At least the Bank’s new Financial Stability Report recognises the central role of ETFs in the current market structure, and lays out a number of areas where regulators should be on guard.
Most importantly, it reminds the industry that it is being watched. And let’s be honest: the ETF industry could occasionally do with some watching.
The specialist in your blog cites the example of ETF Securities’ AIG-backed ETCs, which almost imploded during the financial crisis. That could have been a real black eye for the industry, and it occurred because those exchange-traded commodities were not soundly structured.
ETF Securities still offers a handful of uncollateralised ETCs: several of its oil-based products are backed by the credit of a single company, Royal Dutch Shell. While ETF Securities is very up-front about this – its fact sheet notes: “In the event Shell were to go bankrupt, the ETFs would become an unsecured credit of Shell” – you have to wonder if most investors truly understand the credit risk they are taking.
Would a new issuer now structure an ETC in that way? After Lehman (or, to focus on the energy patch, BP), probably not. And if they did structure it with unsecured credit exposure, they would call it an exchange-traded note.
The ETF Securities ETCs are water under the bridge; they are what they are, and they were designed prior to the financial crisis.
The problem for regulators is that the industry has left them behind. Yes, we do need regulators, but – more importantly – we need good, well-informed, up-to-date regulators.
Take the Bank of England report. Writing about leveraged funds, for example, the authors note that the funds accounted “for around 20% of daily turnover according to contacts” [emphasis added].
According to contacts? That wouldn’t pass muster in most news rooms, and that’s the best the mighty Bank of England can do regarding trading volume?
If regulators really want to catch up and do some good in the ETF space today, they should start with some basic fundamentals, like transparency.
In your blog, Paul, you cite Eddy Wymeersch, chairman of the Committee of European Securities Regulators (CESR), calling for more transparency in ETFs. But the way he calls for that transparency is toothless. You paraphrase Wymeersch as saying it is “the industry’s responsibility to improve transparency, rather than the regulator’s to impose rules.”
Are you kidding me?

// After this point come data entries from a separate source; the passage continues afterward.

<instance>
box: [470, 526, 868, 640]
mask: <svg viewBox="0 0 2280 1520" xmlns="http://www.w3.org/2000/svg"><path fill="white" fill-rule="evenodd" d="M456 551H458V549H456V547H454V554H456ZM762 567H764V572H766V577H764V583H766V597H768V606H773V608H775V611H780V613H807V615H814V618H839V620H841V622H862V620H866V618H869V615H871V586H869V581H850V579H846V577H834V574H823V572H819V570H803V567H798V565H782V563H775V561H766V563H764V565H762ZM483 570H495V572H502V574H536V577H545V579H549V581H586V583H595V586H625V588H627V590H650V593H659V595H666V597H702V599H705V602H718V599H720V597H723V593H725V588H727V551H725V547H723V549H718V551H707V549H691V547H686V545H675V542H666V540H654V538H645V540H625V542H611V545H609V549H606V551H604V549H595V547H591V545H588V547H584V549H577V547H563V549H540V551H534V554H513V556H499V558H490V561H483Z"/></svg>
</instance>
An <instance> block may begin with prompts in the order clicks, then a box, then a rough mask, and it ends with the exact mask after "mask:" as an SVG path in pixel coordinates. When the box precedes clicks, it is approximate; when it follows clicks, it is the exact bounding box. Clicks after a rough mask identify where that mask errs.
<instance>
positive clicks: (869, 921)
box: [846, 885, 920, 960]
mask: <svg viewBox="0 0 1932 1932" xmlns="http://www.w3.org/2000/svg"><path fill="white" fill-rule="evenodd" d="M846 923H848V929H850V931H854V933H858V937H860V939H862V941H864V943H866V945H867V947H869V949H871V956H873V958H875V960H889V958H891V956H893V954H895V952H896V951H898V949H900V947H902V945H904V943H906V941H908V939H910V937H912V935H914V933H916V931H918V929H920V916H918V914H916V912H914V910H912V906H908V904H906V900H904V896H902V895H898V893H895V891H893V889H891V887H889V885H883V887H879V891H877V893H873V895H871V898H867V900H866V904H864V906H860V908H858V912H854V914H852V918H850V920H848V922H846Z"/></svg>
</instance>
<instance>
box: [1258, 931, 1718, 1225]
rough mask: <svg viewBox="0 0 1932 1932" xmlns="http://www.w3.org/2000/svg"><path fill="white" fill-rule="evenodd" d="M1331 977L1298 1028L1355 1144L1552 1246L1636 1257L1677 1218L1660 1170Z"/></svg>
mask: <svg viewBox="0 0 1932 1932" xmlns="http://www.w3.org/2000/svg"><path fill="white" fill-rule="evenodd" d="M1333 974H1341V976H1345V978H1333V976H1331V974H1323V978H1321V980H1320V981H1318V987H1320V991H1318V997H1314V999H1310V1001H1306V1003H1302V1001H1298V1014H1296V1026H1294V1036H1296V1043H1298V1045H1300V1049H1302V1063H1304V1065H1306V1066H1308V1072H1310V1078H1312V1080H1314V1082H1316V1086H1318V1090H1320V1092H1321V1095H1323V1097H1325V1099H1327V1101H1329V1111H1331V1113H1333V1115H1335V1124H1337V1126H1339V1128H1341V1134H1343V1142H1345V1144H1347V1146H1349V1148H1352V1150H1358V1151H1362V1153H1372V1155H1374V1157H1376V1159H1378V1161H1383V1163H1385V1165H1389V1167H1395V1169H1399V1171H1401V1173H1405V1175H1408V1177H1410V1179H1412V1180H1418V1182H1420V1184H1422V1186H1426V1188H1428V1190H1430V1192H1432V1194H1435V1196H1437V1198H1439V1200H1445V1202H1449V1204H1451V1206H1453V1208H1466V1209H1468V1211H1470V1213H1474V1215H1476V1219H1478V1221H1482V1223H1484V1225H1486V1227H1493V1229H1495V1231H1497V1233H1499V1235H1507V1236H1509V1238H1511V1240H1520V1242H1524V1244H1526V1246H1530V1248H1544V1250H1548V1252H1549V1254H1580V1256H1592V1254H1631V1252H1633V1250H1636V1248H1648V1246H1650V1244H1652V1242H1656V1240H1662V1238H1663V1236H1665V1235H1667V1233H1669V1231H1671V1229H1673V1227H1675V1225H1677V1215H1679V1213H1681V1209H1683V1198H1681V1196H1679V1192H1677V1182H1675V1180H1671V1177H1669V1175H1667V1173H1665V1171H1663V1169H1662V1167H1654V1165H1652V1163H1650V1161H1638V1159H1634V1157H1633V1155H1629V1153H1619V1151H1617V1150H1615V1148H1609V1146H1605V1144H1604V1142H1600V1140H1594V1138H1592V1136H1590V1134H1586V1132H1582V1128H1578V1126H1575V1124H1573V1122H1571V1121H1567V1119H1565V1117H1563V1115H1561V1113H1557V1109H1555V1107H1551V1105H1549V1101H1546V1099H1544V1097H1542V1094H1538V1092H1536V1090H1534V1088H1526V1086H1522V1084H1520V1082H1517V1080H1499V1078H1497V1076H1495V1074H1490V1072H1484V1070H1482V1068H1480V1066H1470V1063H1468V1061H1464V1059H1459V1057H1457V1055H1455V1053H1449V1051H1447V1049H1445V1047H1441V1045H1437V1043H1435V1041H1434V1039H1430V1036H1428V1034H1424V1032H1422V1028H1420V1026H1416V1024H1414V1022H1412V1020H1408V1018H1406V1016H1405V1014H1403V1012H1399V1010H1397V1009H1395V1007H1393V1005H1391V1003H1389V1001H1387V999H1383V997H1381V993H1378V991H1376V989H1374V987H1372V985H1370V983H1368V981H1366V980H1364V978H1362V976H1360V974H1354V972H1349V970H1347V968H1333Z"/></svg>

Haven’t we learned anything from the past few years?
Step one in sound regulation would be to get trading data into the open, so that everyone can see how ETFs trade, what the spreads are, and whether investors are getting pushed around by unsound prices. I know efforts are being made in that direction with Mifid II, but they should be hammered out and fast-tracked as quickly as possible.
Step two would be to force complete disclosure of counterparty risk, fund tracking performance and fund holdings on a day-to-day basis.
Step three…well, we can get to step three later.